May 10, 2011 -- As the petroleum market spins its wheel of fortune daily, drivers can't seem to catch a break. Crude prices had been headed for the moon, then they crashed 15 percent last week, taking the worst weekly price beating since 2008.
Oil made up a bit of that ground on Monday, but at the pumps drivers have seen no relief from last week's tumble in crude oil prices.
The pump price of gasoline, also up slightly Monday, continues to wander around like a child lost at the fair, seemingly unattached to the price of crude.
You could say we were in the petroleum funhouse -- only it isn't fun. Motorists, whipsawed by prices, are fuming.
Brian, a freelance photographer from Pennsylvania who asks that his last name not be used, calls the oil companies "opportunists" and "profiteers." If there were any real shortage of gas, he says, you'd see gas lines. But you don't.
"There's plenty of gas, assuming you're willing to pay the price. These guys buy gas cheap and hold it; then they run the price up and sell it high. Then they run it back down again. It's a racket. It's fixed," said Brian. "If there's a shortage of materials in my business, I have to pay more and make less. They pay less and make more. They're economic terrorists."
Brian recently drove from Philadelphia to Rhode Island and back in about 10 hours -- a trip of 500 miles. "All the way, I could see the station prices changing constantly, going up." He paid $4.50 on average. According to the Department of Energy today, gas prices nationally have risen to a little less than $4 a gallon on average. Regions with the biggest price increases from a week ago included the lower Atlantic states and the West Coast (minus California).
Patrick DeHaan, senior petroleum analyst for GasBuddy.com, which tracks gas prices coast to coast, admits the fluctuations in the pump price of gas are "very difficult for people to understand." He explains why the recent decline in the price of crude didn't translate into cheaper gas: "The bottleneck is the refiners -- the middlemen."
At the same time that inventories of crude are increasing, inventories of gasoline are dropping. "For 10 consecutive weeks gas inventories have been dropping -- and now we're headed into the big summer driving season."
Result: No price break for consumers.
Add to this a cresting Mississippi and some unfortunate accidents of timing. A number of U.S. refineries were closed a year ago, when the price of gas was lower and refining was less profitable. Getting them back online takes time. They can't just be restarted with just a snap of the fingers. An electric power failure two weeks ago in Texas knocked out 4.4 percent of U.S. refining capacity. And the rising Mississippi threatens to close refineries in the Gulf. All of this puts upward pressure on gas prices.

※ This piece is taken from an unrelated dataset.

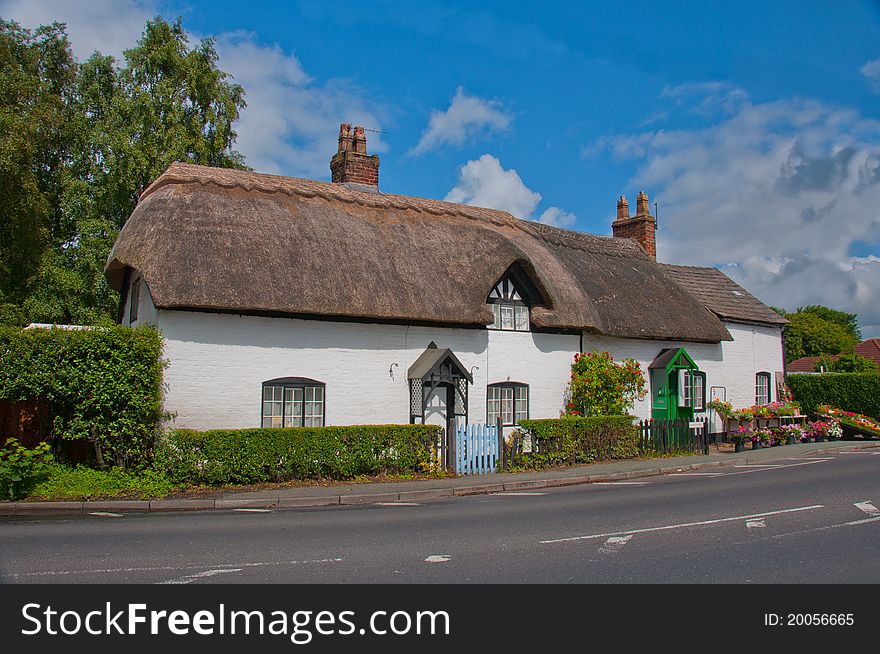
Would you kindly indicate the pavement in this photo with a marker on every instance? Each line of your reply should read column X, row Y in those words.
column 424, row 489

Oil industry expert Andrew Lipow -- no conspiracy buff -- calls this simply "a confluence of events": We've got crude aplenty, he says, but a diminished capacity to turn it quickly into gasoline.

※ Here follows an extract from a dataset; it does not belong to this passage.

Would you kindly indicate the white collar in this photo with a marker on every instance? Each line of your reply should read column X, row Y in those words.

In ordinary times, there'd be a lag of about two weeks between a change in the price of crude and a corresponding change in the price of gas. But these are not ordinary times. The two prices are not moving in their normal relation, owing to the refining bottleneck.
Gas Prices: Why Won't They Go Down?
We asked Lipow: Let's assume we were talking about a bakery, not the gas business. If the baker's price of eggs and flour drops, consumers could expect to see markdowns on the cakes -- right? Right, he agreed. Unless the bakery's oven were broken -- which, he says, is the right analogy for what's going on in refining. "If the oven ain't working, you can't bake the cake." Too few cakes mean prices don't go down.

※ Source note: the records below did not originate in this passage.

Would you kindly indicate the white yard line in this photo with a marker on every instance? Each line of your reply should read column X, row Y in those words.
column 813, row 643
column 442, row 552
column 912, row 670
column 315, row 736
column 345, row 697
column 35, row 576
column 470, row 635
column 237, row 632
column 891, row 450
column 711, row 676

There's another complication at work, says DeHaan: Gas station owners respond one way when the wholesale price of gas is rising, but a different way when it falls. "Stations are quick to raise their prices at the pump. They do it in anticipation that they themselves will have to pay more for their next wholesale load. Today's owner is looking at the numbers and seeing that the wholesale price is up maybe 20 cents a gallon. If he's going to have to buy 8,000 gallons, that's $16,000. Where is he going to get that? He can get it by raising retail prices quickly."
Station owners don't make their money when prices rise, says DeHaan; instead, they try to keep prices in check to compete with other stations. "But when prices drop, that's where they make their money. It's an unwritten rule in the industry: when prices start to fall, owners don't undercut each other. They keep the prices high for as long as they can, because that's where they get their profits."
Out in bucolic Sausalito, California, the local Shell station today was selling regular for $4.36, premium for $4.56, according to David Labua, author of "Finding the Sweet Spot: The Insider's Guide to Parking in San Francisco." Labua, whose office is on a Sausalito tugboat, has devised his own highly novel way for combating higher fuel costs: Spending less time driving around to find a parking spot. His is a fittingly Californian solution: the driver slows down spiritually, puts aside all other distractions, and devotes his entire karma to finding parking. Readers have reported enough success that Labua is now planning editions for Boston and New York.